Mental Health: Studies have identified potential mental health side effects, particularly depression, linked to hormonal contraception, though this area of research is still in its infancy.
IV. Post-Pill Methods and Future Directions (Learning Outcome 5)
1. Post-Pill Contraceptives
A variety of new methods have been developed since the pill:
LARCs (Long-Acting Reversible Contraceptives): These include Intra-uterine devices (IUDs) (metal/copper or hormonal plastic) and silicon rod implants, offering highly effective protection (0.1–2.2% actual failure rate).
Other Hormonal Methods: Depo-Provera (long-acting injection) and self-administered vaginal plastic rings (monthly protection).
Drug-Free Methods: The fertility awareness method uses observation of physiological signs and calendar tracking, showing a reasonable success rate when practiced consistently by committed partners.

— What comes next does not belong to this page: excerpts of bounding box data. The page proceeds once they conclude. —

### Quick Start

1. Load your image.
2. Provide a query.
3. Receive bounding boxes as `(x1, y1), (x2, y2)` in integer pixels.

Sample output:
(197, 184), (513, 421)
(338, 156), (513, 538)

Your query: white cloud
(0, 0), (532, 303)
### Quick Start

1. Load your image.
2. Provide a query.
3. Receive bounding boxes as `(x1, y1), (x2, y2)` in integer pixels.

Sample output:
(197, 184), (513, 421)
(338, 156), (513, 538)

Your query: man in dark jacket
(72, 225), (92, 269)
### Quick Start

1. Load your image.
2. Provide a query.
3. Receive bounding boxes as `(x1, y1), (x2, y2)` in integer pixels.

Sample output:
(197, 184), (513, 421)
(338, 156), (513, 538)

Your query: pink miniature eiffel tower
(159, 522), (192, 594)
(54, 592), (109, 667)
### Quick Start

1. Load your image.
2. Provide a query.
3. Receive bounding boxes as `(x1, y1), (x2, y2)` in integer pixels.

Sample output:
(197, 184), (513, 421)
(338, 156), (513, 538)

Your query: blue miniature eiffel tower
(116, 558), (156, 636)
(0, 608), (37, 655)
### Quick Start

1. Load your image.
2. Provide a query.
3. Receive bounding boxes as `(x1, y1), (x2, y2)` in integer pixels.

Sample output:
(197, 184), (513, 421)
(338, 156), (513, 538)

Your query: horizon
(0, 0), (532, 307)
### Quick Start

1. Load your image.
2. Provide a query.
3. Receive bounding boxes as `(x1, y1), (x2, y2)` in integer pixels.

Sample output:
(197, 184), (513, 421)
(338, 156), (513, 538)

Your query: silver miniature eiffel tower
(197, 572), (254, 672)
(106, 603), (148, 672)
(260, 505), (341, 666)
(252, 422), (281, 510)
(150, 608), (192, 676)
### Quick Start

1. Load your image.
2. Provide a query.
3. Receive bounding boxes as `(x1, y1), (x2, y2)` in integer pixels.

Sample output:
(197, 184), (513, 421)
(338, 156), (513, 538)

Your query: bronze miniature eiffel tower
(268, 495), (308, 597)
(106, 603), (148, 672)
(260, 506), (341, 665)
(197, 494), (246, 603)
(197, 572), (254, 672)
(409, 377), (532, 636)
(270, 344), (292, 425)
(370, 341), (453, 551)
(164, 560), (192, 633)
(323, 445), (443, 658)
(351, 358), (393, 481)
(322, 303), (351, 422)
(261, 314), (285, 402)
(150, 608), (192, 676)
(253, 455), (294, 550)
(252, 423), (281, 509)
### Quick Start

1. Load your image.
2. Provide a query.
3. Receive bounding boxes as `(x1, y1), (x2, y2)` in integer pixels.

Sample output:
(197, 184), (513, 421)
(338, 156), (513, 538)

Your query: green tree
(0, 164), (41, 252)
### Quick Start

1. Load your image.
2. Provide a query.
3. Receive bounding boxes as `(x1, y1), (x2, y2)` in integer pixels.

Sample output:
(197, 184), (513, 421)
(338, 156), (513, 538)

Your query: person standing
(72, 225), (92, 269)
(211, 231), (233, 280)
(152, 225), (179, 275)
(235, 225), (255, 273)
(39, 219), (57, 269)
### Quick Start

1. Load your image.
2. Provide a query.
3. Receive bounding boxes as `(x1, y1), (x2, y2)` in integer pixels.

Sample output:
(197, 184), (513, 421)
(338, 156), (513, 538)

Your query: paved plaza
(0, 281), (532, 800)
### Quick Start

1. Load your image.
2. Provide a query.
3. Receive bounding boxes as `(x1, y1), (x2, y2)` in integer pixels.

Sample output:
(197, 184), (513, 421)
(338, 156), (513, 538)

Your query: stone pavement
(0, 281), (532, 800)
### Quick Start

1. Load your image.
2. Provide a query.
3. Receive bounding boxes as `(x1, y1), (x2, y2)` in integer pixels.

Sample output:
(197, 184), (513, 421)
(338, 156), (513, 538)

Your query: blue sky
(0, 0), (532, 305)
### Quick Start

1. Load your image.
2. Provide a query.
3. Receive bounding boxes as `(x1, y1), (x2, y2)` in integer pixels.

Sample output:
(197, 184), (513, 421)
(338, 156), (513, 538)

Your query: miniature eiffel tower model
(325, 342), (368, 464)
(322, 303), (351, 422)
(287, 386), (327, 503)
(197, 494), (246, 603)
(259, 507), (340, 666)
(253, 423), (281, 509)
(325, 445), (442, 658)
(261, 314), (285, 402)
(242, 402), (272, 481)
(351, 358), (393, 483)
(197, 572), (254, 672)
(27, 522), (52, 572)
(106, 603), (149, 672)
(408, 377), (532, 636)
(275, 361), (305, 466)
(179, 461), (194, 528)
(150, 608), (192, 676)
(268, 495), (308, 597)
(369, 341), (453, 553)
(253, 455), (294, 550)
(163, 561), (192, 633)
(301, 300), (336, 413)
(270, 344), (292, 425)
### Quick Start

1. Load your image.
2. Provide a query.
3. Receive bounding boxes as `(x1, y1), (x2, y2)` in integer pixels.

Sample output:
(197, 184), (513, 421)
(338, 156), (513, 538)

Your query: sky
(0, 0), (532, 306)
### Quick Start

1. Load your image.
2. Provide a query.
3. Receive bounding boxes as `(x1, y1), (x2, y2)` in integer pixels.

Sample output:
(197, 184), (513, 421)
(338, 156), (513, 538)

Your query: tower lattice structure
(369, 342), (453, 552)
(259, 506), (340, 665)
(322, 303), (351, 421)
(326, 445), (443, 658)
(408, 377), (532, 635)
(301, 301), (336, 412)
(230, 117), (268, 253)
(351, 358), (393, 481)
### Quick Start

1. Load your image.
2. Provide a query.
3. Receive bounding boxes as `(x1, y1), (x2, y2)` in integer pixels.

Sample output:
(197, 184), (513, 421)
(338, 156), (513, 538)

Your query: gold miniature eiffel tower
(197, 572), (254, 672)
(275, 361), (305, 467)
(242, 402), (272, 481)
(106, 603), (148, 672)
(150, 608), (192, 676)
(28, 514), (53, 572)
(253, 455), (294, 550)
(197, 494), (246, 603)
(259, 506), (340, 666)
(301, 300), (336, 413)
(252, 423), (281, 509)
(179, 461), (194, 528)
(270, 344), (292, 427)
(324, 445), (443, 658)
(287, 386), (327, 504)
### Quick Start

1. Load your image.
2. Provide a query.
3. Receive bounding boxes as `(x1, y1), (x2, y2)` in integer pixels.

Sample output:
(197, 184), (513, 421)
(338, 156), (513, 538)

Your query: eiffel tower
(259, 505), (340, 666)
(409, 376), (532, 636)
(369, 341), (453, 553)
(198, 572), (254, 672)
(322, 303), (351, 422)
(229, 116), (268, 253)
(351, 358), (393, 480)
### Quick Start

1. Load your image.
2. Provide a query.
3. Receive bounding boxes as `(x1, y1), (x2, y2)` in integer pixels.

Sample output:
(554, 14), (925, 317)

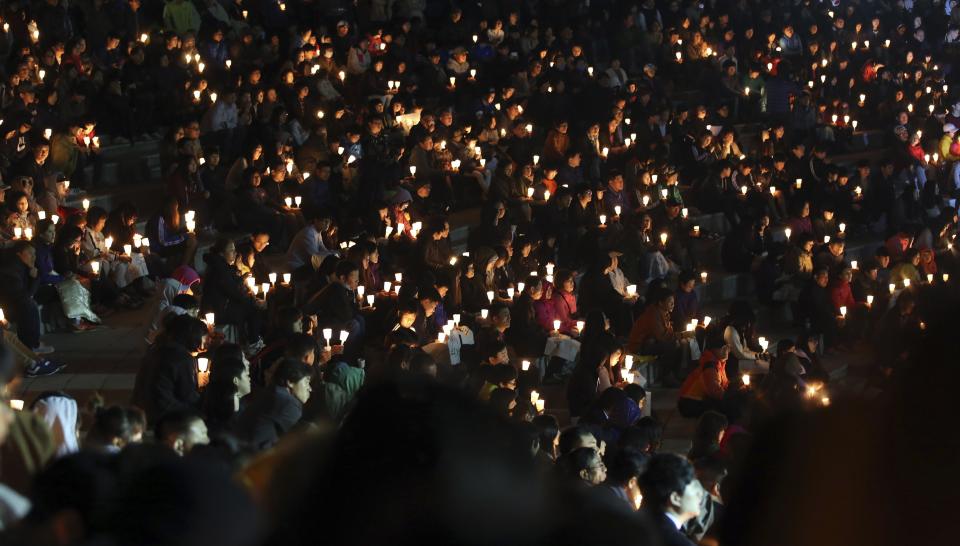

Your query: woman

Australian Use: Despite criticism, the pill is still "queen" in Australia (based on 2016 data), though condoms remain very popular.
2. Male Contraception
Research is underway to develop a reliable male contraceptive.
Hormonal Methods: Involve single-molecule progestogenic androgens (e.g., DMAU, beta-MNTDC) designed to mimic the female pill's effect by blocking GNRH, FSH, and LH production, inhibiting sperm production while supporting sexual health. Early trials saw men drop out due to side effects like bloating and weepiness, side effects women are expected to tolerate on the pill.
Non-Hormonal Methods: The drug YCT 529 acts as a retinoic acid receptor alpha inhibitor, preventing sperm production by blocking Vitamin A access. It was 99% effective and fully reversible in animal models. A Phase I human trial concluded in December 2023, showing the drug was well tolerated.